Each rhythmic whir from the blades spinning 45 feet above Doug Auch’s snow-covered homestead moves him one step closer to energy self-reliance.
Auch’s Skystream 3.7 wind turbine knocks 40 percent to 50 percent off his monthly electric bill, a benefit he’s developing into a business opportunity as eastern South Dakota’s new Southwest Windpower dealer.
The former contractor hopes to persuade fellow residents to invest $12,000 to $18,000 in a residential wind turbine with the promise that it will eventually pay for itself.
And for the first time, Auch and his industry colleagues will have a silent partner — the federal government.
The $700 billion federal bailout of the nation’s financial sector established a residential wind investment tax credit of $1,000 per kilowatt of capacity, providing up to $4,000 in assistance.
“That speeds up the payback,” Auch said.
Residential wind energy systems — turbines producing up to 10 kilowatts of power — will never encompass a large chunk of the national energy picture, said Mike Bergey, president and co-founder of Norman-based Bergey Windpower Co.
But for homeowners, ranchers and small business owners, they provide a means to affordably generate their own clean power, Bergey said.
“They are pieces of the portfolio that we need to put together,” he said.
Ron Stimmel, the American Wind Energy Association’s small wind advocate, said about 1,500 residential wind turbines were sold in the United States last year, and the market has been growing at an annual rate of 14 percent to 25 percent during the past decade.

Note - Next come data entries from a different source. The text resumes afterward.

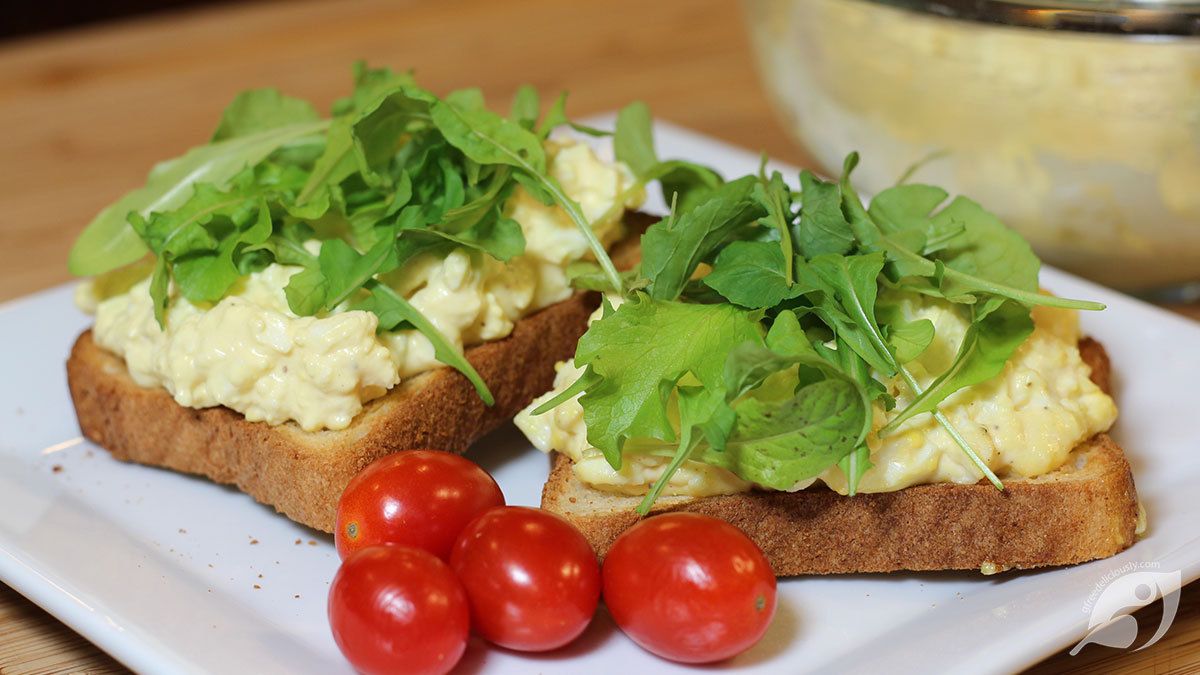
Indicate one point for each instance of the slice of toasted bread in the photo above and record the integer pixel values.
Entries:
(1084, 511)
(301, 473)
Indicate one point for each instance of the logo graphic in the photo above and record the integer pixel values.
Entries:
(1122, 591)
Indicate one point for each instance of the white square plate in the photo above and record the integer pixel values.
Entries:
(177, 574)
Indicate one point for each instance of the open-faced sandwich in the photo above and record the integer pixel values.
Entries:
(857, 388)
(304, 294)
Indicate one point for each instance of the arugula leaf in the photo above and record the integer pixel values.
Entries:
(982, 356)
(526, 107)
(822, 228)
(960, 279)
(671, 249)
(489, 138)
(634, 139)
(306, 292)
(751, 274)
(845, 300)
(777, 443)
(108, 242)
(673, 339)
(775, 197)
(907, 339)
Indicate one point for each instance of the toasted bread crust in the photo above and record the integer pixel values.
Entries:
(301, 473)
(1084, 511)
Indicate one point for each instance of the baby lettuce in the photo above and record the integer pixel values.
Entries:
(774, 358)
(394, 172)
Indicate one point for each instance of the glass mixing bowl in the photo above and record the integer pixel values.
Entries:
(1078, 121)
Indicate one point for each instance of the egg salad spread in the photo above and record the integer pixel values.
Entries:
(1021, 423)
(250, 352)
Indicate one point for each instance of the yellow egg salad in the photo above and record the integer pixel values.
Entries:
(250, 352)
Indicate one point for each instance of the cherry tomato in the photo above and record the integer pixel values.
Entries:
(418, 499)
(397, 609)
(689, 587)
(532, 579)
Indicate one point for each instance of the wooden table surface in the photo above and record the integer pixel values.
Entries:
(85, 113)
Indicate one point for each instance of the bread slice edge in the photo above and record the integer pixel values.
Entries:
(1084, 511)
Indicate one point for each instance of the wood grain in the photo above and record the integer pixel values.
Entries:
(85, 113)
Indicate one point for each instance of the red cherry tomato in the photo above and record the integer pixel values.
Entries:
(532, 579)
(418, 499)
(396, 609)
(689, 587)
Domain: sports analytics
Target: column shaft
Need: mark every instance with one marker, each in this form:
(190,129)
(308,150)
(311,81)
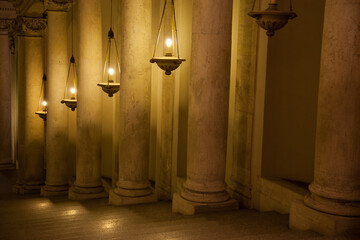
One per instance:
(56,128)
(133,185)
(5,103)
(335,192)
(31,127)
(88,144)
(337,154)
(208,108)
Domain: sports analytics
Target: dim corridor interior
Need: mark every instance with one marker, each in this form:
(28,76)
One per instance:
(33,217)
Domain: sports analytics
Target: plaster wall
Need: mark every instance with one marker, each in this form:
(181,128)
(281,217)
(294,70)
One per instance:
(291,94)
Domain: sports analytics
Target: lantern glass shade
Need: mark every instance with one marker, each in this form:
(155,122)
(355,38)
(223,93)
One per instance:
(70,93)
(167,40)
(110,83)
(42,105)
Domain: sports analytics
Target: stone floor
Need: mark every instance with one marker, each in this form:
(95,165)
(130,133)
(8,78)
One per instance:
(35,218)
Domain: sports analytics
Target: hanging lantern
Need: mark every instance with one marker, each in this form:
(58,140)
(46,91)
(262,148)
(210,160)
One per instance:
(70,99)
(111,75)
(171,59)
(272,19)
(70,92)
(42,106)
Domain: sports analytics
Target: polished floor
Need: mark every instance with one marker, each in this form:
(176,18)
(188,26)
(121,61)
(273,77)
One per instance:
(35,218)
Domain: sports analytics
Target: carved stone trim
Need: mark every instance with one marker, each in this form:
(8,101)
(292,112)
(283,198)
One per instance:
(12,45)
(31,26)
(58,5)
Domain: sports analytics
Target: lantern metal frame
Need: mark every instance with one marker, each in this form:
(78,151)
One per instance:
(272,19)
(42,111)
(169,62)
(108,84)
(72,101)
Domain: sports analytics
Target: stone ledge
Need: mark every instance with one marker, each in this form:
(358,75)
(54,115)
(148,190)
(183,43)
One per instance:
(46,192)
(305,218)
(117,200)
(74,195)
(8,166)
(186,207)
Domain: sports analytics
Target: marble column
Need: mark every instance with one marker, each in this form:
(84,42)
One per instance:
(133,185)
(242,125)
(5,98)
(31,127)
(88,183)
(56,123)
(205,188)
(333,205)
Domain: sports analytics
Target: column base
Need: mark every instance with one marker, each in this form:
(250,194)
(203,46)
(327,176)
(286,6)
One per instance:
(305,218)
(53,191)
(186,207)
(118,200)
(81,193)
(7,166)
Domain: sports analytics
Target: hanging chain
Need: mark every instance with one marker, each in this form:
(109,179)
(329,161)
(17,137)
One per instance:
(110,13)
(177,42)
(72,29)
(161,20)
(253,5)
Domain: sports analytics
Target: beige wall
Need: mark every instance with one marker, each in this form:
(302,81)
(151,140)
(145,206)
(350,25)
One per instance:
(291,94)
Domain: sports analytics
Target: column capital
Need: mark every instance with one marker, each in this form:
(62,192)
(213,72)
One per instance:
(57,5)
(30,26)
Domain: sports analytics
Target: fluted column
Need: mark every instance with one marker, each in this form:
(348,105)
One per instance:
(333,205)
(31,127)
(88,144)
(5,98)
(133,185)
(204,188)
(56,122)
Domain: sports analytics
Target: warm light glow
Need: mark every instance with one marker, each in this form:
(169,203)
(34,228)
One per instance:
(168,42)
(70,212)
(111,71)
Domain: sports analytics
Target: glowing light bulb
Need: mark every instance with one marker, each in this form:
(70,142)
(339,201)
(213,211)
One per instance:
(168,42)
(111,71)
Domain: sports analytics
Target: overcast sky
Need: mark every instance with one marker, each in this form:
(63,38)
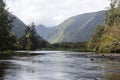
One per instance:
(52,12)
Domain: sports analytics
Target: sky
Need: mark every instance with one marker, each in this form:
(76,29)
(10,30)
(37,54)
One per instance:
(52,12)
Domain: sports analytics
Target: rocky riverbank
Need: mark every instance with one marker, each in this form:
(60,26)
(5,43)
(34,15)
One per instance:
(105,56)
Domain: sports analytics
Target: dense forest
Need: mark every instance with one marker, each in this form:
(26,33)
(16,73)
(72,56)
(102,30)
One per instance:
(106,38)
(9,41)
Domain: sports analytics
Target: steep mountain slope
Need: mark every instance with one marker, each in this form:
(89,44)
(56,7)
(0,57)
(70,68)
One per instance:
(18,27)
(77,28)
(44,31)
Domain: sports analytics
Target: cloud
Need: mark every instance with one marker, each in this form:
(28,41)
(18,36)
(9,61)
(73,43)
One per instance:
(52,12)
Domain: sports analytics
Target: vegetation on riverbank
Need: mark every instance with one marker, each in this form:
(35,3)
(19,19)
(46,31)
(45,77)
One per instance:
(106,38)
(9,41)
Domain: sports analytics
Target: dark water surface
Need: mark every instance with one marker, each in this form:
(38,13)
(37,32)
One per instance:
(58,65)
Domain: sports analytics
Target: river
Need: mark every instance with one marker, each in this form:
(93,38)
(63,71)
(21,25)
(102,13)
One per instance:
(57,65)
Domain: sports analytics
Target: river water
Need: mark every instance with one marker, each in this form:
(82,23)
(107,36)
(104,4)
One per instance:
(58,65)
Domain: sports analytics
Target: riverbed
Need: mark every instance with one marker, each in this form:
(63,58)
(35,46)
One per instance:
(57,65)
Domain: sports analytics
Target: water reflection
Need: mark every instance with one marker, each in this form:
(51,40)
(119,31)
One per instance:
(55,66)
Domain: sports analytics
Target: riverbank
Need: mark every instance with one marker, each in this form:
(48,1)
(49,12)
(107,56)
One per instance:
(105,56)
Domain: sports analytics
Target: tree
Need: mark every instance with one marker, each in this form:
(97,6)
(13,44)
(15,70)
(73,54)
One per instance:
(31,40)
(108,38)
(7,39)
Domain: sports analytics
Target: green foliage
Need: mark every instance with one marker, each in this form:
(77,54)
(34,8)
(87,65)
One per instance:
(68,46)
(31,40)
(107,38)
(7,39)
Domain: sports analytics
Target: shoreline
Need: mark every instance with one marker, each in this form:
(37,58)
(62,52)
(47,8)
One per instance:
(105,56)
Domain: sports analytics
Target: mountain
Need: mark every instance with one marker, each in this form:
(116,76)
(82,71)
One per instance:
(19,29)
(44,31)
(18,26)
(77,28)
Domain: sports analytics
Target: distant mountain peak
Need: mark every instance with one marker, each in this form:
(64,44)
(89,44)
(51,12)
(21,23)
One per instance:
(75,29)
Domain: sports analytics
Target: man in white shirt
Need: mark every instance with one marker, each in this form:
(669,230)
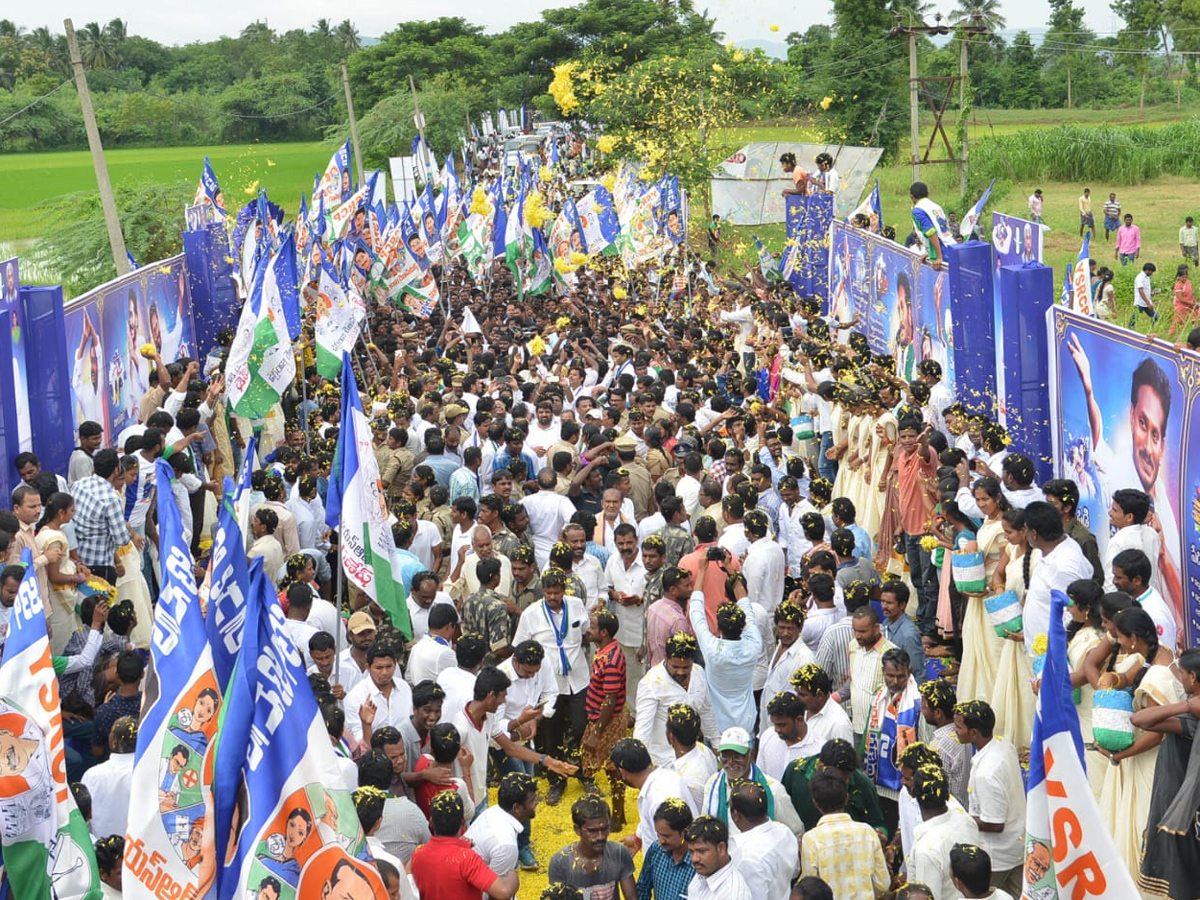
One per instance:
(531,697)
(653,785)
(765,565)
(694,761)
(733,749)
(787,654)
(765,851)
(1128,511)
(459,681)
(433,652)
(1131,574)
(558,623)
(1062,562)
(677,679)
(717,876)
(109,781)
(496,829)
(996,793)
(786,737)
(625,579)
(585,565)
(940,829)
(379,699)
(549,513)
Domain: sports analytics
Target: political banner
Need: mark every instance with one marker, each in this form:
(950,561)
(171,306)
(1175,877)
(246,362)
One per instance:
(901,305)
(1014,241)
(15,313)
(106,330)
(171,845)
(47,850)
(1123,419)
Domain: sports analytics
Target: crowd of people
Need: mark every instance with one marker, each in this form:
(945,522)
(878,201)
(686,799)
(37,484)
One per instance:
(703,545)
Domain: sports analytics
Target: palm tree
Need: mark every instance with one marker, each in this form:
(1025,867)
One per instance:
(988,12)
(96,46)
(347,36)
(53,46)
(257,31)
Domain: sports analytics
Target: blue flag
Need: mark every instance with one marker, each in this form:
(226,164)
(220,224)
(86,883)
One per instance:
(1065,829)
(173,838)
(297,829)
(1081,281)
(228,579)
(975,214)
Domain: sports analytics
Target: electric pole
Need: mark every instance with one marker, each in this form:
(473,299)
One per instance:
(107,201)
(354,125)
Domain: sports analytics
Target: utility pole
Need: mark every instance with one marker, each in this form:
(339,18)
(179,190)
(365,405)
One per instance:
(912,31)
(107,201)
(354,125)
(964,30)
(913,112)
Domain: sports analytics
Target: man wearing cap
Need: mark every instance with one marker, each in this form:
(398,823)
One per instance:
(544,433)
(352,663)
(619,365)
(733,750)
(625,582)
(732,654)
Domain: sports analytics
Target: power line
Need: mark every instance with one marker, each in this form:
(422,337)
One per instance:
(34,103)
(335,95)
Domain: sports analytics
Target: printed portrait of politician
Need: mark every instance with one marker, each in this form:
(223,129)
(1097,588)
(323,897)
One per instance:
(1135,456)
(85,375)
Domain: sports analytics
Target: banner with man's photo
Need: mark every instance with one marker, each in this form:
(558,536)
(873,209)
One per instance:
(901,305)
(1014,241)
(106,330)
(1127,415)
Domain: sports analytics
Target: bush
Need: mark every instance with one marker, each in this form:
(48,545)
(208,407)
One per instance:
(1104,153)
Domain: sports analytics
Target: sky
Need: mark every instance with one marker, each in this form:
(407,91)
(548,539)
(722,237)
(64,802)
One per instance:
(183,23)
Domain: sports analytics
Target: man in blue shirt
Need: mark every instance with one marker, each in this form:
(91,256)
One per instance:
(666,867)
(899,628)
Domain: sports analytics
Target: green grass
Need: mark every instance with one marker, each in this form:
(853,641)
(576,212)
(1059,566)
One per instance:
(29,179)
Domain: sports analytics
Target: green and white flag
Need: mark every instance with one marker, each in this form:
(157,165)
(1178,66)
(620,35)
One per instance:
(262,364)
(47,850)
(517,243)
(340,315)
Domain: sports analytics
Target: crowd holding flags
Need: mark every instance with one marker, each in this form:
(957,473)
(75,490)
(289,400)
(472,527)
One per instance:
(47,850)
(1068,851)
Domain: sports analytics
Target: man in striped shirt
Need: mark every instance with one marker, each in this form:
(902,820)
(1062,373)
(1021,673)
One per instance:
(605,707)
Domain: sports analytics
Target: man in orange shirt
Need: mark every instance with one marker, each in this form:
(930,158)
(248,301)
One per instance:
(915,467)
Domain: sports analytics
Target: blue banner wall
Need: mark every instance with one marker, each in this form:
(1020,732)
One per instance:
(903,306)
(1029,291)
(51,417)
(1126,413)
(214,293)
(106,327)
(13,341)
(808,231)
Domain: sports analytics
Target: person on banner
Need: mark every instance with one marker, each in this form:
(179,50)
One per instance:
(931,226)
(1138,461)
(826,178)
(85,377)
(799,177)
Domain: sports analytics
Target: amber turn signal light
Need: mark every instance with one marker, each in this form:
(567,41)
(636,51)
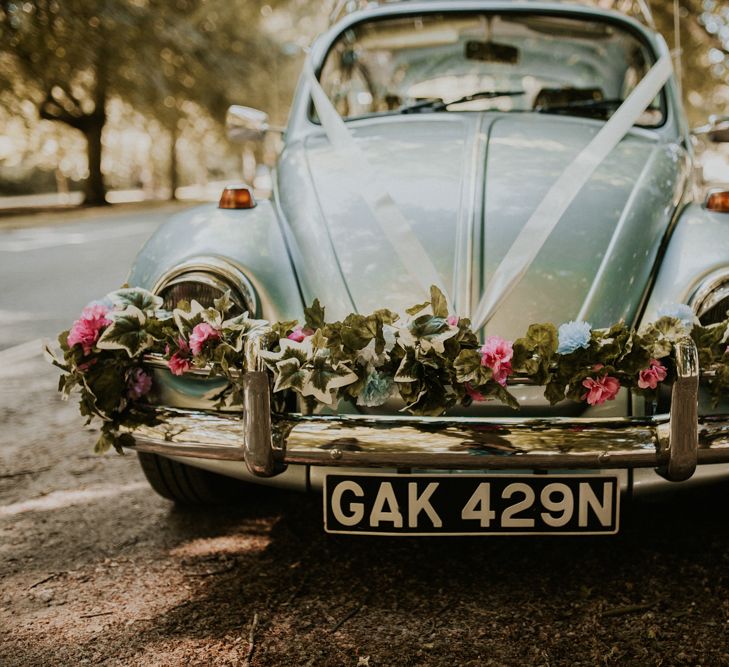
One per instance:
(718,201)
(237,196)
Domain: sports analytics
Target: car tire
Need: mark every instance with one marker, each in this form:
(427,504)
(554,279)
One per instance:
(187,485)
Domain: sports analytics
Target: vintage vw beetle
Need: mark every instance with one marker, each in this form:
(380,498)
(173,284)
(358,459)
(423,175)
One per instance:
(469,112)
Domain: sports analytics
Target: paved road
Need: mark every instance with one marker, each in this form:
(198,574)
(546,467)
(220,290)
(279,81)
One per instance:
(95,569)
(50,270)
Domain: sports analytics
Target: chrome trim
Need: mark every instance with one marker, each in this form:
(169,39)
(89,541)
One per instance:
(710,291)
(428,443)
(683,442)
(215,268)
(268,443)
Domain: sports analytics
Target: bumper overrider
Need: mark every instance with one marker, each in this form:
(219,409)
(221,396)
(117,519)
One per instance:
(674,444)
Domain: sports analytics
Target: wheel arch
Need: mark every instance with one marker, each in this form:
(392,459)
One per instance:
(250,241)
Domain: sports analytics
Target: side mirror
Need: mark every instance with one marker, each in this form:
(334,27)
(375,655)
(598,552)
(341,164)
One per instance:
(716,130)
(246,124)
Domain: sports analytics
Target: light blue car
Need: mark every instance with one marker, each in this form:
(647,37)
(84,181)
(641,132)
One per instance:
(469,111)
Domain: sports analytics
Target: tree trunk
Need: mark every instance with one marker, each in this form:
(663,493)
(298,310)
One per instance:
(94,188)
(174,181)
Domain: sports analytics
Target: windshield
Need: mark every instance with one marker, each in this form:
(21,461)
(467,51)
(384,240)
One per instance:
(479,62)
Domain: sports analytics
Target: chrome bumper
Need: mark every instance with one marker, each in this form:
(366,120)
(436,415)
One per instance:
(673,444)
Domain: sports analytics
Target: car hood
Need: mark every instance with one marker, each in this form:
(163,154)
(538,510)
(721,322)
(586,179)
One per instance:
(467,184)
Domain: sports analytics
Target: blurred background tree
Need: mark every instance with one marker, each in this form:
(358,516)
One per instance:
(172,61)
(132,93)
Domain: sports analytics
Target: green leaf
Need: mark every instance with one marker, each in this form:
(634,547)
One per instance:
(289,375)
(468,367)
(314,316)
(414,310)
(409,369)
(438,302)
(324,379)
(126,332)
(543,338)
(138,298)
(554,392)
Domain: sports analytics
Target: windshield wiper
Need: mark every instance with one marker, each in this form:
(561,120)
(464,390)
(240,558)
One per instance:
(580,105)
(438,104)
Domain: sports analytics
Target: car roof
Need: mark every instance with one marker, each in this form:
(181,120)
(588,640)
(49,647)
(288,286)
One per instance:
(637,10)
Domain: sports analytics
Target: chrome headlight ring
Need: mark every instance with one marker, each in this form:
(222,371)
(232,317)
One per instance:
(217,275)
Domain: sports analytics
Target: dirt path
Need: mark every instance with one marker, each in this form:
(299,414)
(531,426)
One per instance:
(97,570)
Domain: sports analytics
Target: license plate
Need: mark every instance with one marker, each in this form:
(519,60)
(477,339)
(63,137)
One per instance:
(459,504)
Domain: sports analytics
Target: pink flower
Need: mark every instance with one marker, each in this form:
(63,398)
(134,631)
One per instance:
(85,330)
(473,393)
(179,362)
(496,353)
(299,334)
(200,334)
(139,384)
(649,379)
(600,389)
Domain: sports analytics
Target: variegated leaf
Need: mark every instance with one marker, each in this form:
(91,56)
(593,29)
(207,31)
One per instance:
(126,332)
(137,297)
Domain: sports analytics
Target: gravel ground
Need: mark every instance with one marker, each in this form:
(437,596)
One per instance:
(95,569)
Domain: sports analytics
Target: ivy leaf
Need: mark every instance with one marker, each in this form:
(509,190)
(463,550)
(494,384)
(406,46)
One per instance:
(414,310)
(438,302)
(543,338)
(314,316)
(289,375)
(137,297)
(408,371)
(468,367)
(186,320)
(324,379)
(554,392)
(506,398)
(126,332)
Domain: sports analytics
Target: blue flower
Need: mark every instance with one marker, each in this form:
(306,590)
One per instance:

He expects at least 50 percent growth in 2009 as the industry continues to mature by developing more reliable designs and attracting more outside investment.
The Washington-based organization had lobbied Congress for a straight 30 percent federal tax credit instead of one capped at $4,000, but Stimmel said the new incentive is a start.
“If we can get that expanded, we could see the industry double in a short period of time,” he said.
Stimmel said he expects strong growth in states with their own incentives, such as Oregon, California, Arizona, New York and New Jersey, as buyers can often benefit from both categories of credits.
Auch’s 2.4-kilowatt turbine on his acreage just outside Lesterville begins producing power in an 8 mph breeze and achieves full output in 29 mph winds.
The whir in a recent winter day’s 15-mph winds was audible but not distracting, and the wind association estimates that most modern residential turbines reach decibel levels no noisier than an average refrigerator.
The turbine continually sends performance stats to Auch’s laptop computer through a wireless connection, and a small inverter housed in the device converts the electricity from direct to alternating current so it can mesh with the power grid.
A special two-way meter provided by Auch’s energy co-op measures both the power he uses and the excess he produces.